Çocuklarımızın sağlıklı bir şekilde büyümesi, hem kendisinin hem de başkalarının haklarına saygı duyan bir birey olarak yetişebilmesi için eğitim önce ailede başlıyor ve okulda da devam etmesi gerekiyor. Eğer biz bilinçli olur ve çocuklarımıza rol model olabilirsek, ne kendisine yapılan haksız bir davranışa sessiz kalırlar ne de başkasına haksızlık yapıp saygısızlık ederler.

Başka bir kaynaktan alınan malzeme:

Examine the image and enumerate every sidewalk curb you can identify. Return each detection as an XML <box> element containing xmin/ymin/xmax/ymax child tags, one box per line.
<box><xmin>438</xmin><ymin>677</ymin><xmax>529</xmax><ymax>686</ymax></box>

Her türlü çocuk istismarına hayır!
En sık karşılaştığımız çocuk hakları ihlallerinin başında çocuk işçiliği gelmektedir. Okuması ve hayatını sürdürmesi gereken çocuklar zorla çalıştırılmaktadırlar. Bir diğer ihlal ise son zamanlarda yüreğimizi yangına çeviren, insanlığın en büyük yarası olan “her türlü” çocuk istismarıdır. Anne baba ve eğitimciler olarak bu konuda önemli görevlerimiz bulunmaktadır. Çocuklarımızı hakları konusunda bilgilendirmek, kendi vücutları hakkında karar verme özgürlüğü olduğunu öğretmek, yardım isteyebilecekleri kişiler ya da kurumlar hakkında bilgilendirmek, duygularını tanıma ve kendini ifade etme becerileri kazandırmak, iyi sır ve kötü sır nedir ve nasıl ayırt edilebilir öğretmek, sınır koymak ve hayır deme becerisi kazandırabilmek, hoş ve hoş olmayan dokunuşlar arasındaki farkı öğretmek ve her ne olursa olsun yardım isteme hakkını öğretmeliyiz.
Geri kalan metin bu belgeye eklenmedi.